God uses a star to guide the Magi, a star which curiously no one else responds to, yet rather than directing them directly to Bethlehem it instead diverts them to Jerusalem and then disappears for… reasons. Jerusalem really isn’t a good place to leave the Magi without a guide because Herod, who wants to kill the Messiah, is there. Fortunately for Herod he hears about the Magi who are wandering around asking for the Messiah, and so brings them in to question them.
The Magi seem oblivious to the danger to either themselves or the Messiah of discussing the new born king of the Jews with the current king of Judea, and so are quite happy to have a chinwag. Herod grills them to find out when the star appeared and they cough up with the answer, which gives him a pretty good estimate for when the Messiah was born. Herod forms a cunning plan – he’ll direct the Magi to Bethlehem and after they find the child he’ll have them report back to him about it.

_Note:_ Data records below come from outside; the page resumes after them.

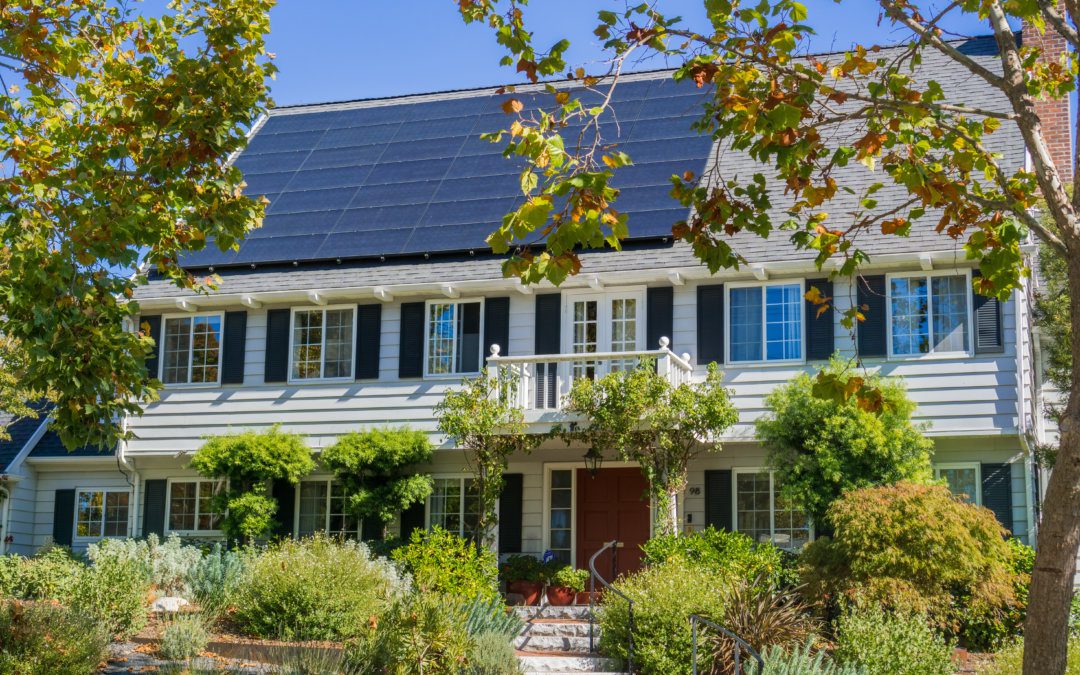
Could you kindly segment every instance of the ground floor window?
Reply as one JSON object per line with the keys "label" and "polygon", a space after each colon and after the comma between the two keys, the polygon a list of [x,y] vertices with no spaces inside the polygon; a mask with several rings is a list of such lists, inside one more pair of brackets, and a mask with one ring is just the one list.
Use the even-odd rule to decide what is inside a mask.
{"label": "ground floor window", "polygon": [[126,537],[130,492],[79,490],[75,500],[76,537]]}
{"label": "ground floor window", "polygon": [[754,541],[799,550],[810,541],[810,520],[780,497],[770,471],[735,474],[735,529]]}
{"label": "ground floor window", "polygon": [[217,532],[221,516],[214,509],[214,497],[225,489],[225,481],[174,480],[169,483],[169,530],[173,532]]}
{"label": "ground floor window", "polygon": [[428,498],[428,527],[472,537],[480,521],[480,495],[471,478],[436,478]]}
{"label": "ground floor window", "polygon": [[333,536],[357,538],[359,521],[346,513],[345,485],[329,479],[301,482],[296,532],[301,537],[326,532]]}
{"label": "ground floor window", "polygon": [[938,464],[934,467],[934,475],[944,480],[954,495],[972,504],[982,504],[979,490],[982,481],[977,463]]}
{"label": "ground floor window", "polygon": [[573,498],[573,470],[553,470],[549,494],[548,550],[556,560],[567,565],[573,564]]}

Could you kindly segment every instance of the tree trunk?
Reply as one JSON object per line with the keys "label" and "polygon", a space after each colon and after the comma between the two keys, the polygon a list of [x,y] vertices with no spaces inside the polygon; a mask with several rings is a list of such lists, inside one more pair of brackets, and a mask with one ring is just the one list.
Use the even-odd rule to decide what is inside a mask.
{"label": "tree trunk", "polygon": [[1043,500],[1038,550],[1031,573],[1029,610],[1024,623],[1025,675],[1065,672],[1069,605],[1080,546],[1080,257],[1069,255],[1066,262],[1072,323],[1072,387],[1060,420],[1057,460]]}
{"label": "tree trunk", "polygon": [[679,493],[677,490],[668,490],[667,493],[667,526],[668,531],[676,537],[679,536]]}

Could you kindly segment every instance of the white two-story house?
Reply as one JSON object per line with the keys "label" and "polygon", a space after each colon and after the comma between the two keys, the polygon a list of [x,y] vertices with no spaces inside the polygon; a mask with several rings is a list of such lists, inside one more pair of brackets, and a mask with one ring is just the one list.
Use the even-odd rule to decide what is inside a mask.
{"label": "white two-story house", "polygon": [[[992,38],[959,44],[997,67]],[[922,69],[961,100],[1002,105],[943,59]],[[238,251],[211,245],[185,261],[218,275],[219,289],[195,295],[151,275],[137,293],[158,344],[148,367],[164,389],[126,421],[134,438],[114,453],[67,454],[42,422],[24,421],[0,449],[6,550],[150,532],[218,536],[215,484],[188,468],[192,454],[207,436],[275,424],[303,434],[316,454],[350,431],[429,432],[439,449],[417,470],[434,478],[434,494],[394,529],[465,532],[475,501],[462,451],[437,433],[440,397],[485,367],[512,367],[524,376],[518,403],[542,431],[574,377],[634,355],[661,358],[679,379],[701,378],[716,362],[734,392],[739,423],[720,451],[694,461],[685,528],[714,525],[797,548],[813,525],[778,503],[754,420],[774,387],[834,352],[904,378],[940,476],[1033,539],[1040,406],[1026,290],[1007,302],[974,295],[975,263],[932,224],[907,238],[861,237],[871,260],[857,280],[830,282],[783,232],[735,237],[749,264],[709,274],[671,240],[672,223],[687,214],[668,195],[669,177],[709,162],[730,173],[760,169],[691,129],[708,95],[670,72],[624,78],[617,120],[603,131],[634,160],[616,179],[631,235],[621,252],[583,252],[581,273],[559,288],[504,278],[502,258],[484,244],[520,198],[520,167],[479,138],[508,123],[495,89],[271,111],[235,159],[248,191],[270,201],[264,226]],[[525,87],[517,96],[547,94]],[[1002,129],[990,142],[1005,165],[1026,161],[1018,133]],[[850,171],[851,180],[873,179],[861,166]],[[881,208],[899,198],[880,195]],[[817,316],[803,298],[810,285],[834,298],[834,311]],[[869,308],[854,335],[840,323],[852,303]],[[511,458],[501,553],[550,550],[583,565],[604,541],[632,550],[649,536],[641,472],[608,451],[593,475],[584,453],[551,441]],[[282,534],[356,530],[325,472],[269,489]]]}

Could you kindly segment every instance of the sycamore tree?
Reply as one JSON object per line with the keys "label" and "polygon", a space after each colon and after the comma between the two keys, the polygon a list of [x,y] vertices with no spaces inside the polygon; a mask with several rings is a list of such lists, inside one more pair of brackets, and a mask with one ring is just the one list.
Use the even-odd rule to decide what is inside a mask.
{"label": "sycamore tree", "polygon": [[0,333],[22,355],[0,354],[0,402],[51,394],[68,447],[114,444],[156,397],[131,270],[206,288],[183,254],[261,222],[225,160],[269,103],[272,5],[0,3]]}
{"label": "sycamore tree", "polygon": [[566,441],[597,451],[611,448],[621,459],[637,462],[649,481],[656,531],[677,535],[679,494],[686,489],[690,460],[719,451],[720,435],[739,419],[722,380],[711,363],[703,382],[675,385],[648,359],[633,370],[580,378],[563,411],[582,420],[559,433]]}
{"label": "sycamore tree", "polygon": [[[506,51],[504,63],[536,82],[567,71],[569,44],[535,44],[525,21],[526,2],[458,4],[466,22],[494,32]],[[663,14],[662,2],[612,3],[611,10],[600,11],[594,34],[608,59],[600,72],[570,73],[576,84],[600,92],[598,103],[586,106],[575,90],[551,87],[551,106],[523,115],[523,103],[509,92],[503,108],[512,120],[492,138],[507,141],[507,155],[526,160],[523,198],[488,241],[502,252],[521,241],[544,248],[515,248],[506,262],[508,275],[559,283],[579,270],[581,248],[618,248],[633,227],[619,212],[611,181],[633,157],[600,138],[599,122],[614,105],[610,93],[623,67],[651,53],[675,65],[676,80],[709,87],[700,132],[759,163],[758,171],[740,175],[716,165],[704,175],[687,167],[672,176],[672,196],[691,214],[673,223],[672,235],[691,245],[710,270],[738,266],[742,260],[731,237],[750,233],[785,236],[819,265],[835,260],[834,274],[854,275],[869,260],[860,249],[860,234],[876,230],[904,237],[916,228],[933,228],[943,245],[960,246],[978,262],[978,292],[1005,298],[1027,273],[1021,245],[1033,232],[1063,257],[1071,321],[1080,321],[1080,191],[1063,179],[1075,157],[1055,155],[1039,110],[1040,99],[1062,99],[1076,88],[1080,3],[955,0],[923,11],[926,3],[878,0],[881,20],[906,36],[897,49],[886,54],[861,45],[817,57],[807,56],[812,31],[806,8],[795,0],[703,4],[707,23],[700,26]],[[992,67],[948,39],[948,26],[960,15],[981,21],[993,35],[998,58]],[[1017,29],[1025,23],[1033,32],[1021,44]],[[1000,105],[987,108],[950,97],[934,72],[917,69],[929,54],[992,90]],[[584,131],[575,131],[568,142],[559,131],[571,124]],[[1008,166],[989,149],[989,140],[1003,128],[1022,138],[1030,158],[1026,166]],[[873,176],[865,188],[859,164]],[[884,187],[901,196],[878,208],[875,193]],[[840,206],[852,198],[855,208]],[[1048,225],[1032,212],[1037,202],[1045,204]],[[826,299],[817,295],[815,300]],[[864,319],[863,311],[852,307],[843,317],[846,325]],[[1070,350],[1073,363],[1080,364],[1075,358],[1080,330],[1072,331]],[[835,384],[837,397],[880,400],[880,392]],[[1027,673],[1065,668],[1080,546],[1080,396],[1075,395],[1080,370],[1075,367],[1069,384],[1032,574]]]}

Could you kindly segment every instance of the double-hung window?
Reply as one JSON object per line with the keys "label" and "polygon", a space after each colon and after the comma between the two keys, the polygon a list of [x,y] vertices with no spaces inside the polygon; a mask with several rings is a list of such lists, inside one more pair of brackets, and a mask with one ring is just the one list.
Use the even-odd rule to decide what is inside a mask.
{"label": "double-hung window", "polygon": [[803,304],[801,282],[731,287],[728,360],[802,359]]}
{"label": "double-hung window", "polygon": [[789,550],[810,541],[810,520],[780,496],[771,471],[735,472],[735,529],[756,542]]}
{"label": "double-hung window", "polygon": [[[633,352],[645,342],[642,292],[575,293],[568,297],[565,342],[572,354]],[[651,345],[650,349],[656,349]],[[607,370],[631,370],[637,359],[574,361],[571,377],[595,378]]]}
{"label": "double-hung window", "polygon": [[352,307],[293,310],[291,378],[352,379],[354,322]]}
{"label": "double-hung window", "polygon": [[972,504],[982,504],[982,484],[978,462],[963,462],[954,464],[937,464],[934,466],[934,476],[944,479],[949,490],[956,496],[962,497]]}
{"label": "double-hung window", "polygon": [[428,497],[428,527],[472,537],[480,522],[480,493],[472,478],[436,478]]}
{"label": "double-hung window", "polygon": [[482,306],[479,300],[427,303],[425,373],[480,372]]}
{"label": "double-hung window", "polygon": [[75,536],[126,537],[131,493],[120,490],[79,490],[75,500]]}
{"label": "double-hung window", "polygon": [[221,513],[214,497],[225,481],[174,480],[169,482],[169,530],[171,532],[218,532]]}
{"label": "double-hung window", "polygon": [[968,350],[966,274],[889,277],[889,351],[893,356]]}
{"label": "double-hung window", "polygon": [[300,483],[296,533],[307,537],[316,532],[356,539],[357,519],[345,508],[345,485],[336,480],[305,480]]}
{"label": "double-hung window", "polygon": [[163,383],[218,383],[221,375],[221,314],[166,317],[163,332]]}

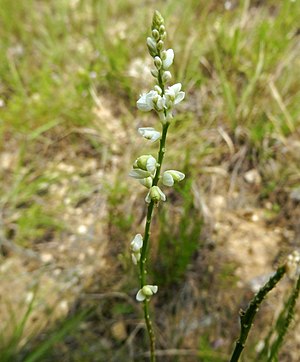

Herod should get out of the nefarious evildoer business. He could have had assassins follow the Magi the whole 10 kilometers to Bethlehem, or he could have had assassins disguised as guides travel with them the whole 10 kilometers to Bethlehem, or when the star reappeared to guide the Magi again he could have just followed it the whole 10 kilometers to Bethlehem. Or, since he already knew the age of the Messiah, and since he was prepared to kill all the infant male children anyway, he could have gone the whole 10 kilometers straight to Bethlehem and killed them all right then. Pretty much any proactive plan would have been better than the one he decided upon.
The kicker is Matthew 2: 12 which is, “And having been warned in a dream not to go back to Herod, they [the Magi] returned to their country by another route.” So God could not only have sent the Magi directly to the right house (not guest house with manger in this version) in Bethlehem, but he could also have warned the Magi by dream of Herod’s duplicity just in case they should run into him or his men, since they were just 10 kilometers up the road. Just as when he decided to inform Joseph after the fact about impregnating Mary, once again God seems to be very unconcerned about the harm his actions have on people.
If the actions of the characters make any sense to you then you’ve got a big future in writing for daytime soap operas. And before you bring up prophecy as the why the people did the things they did, have a very careful think about who created those prophecies, or what it means to freewill to have people forced into actions because of it.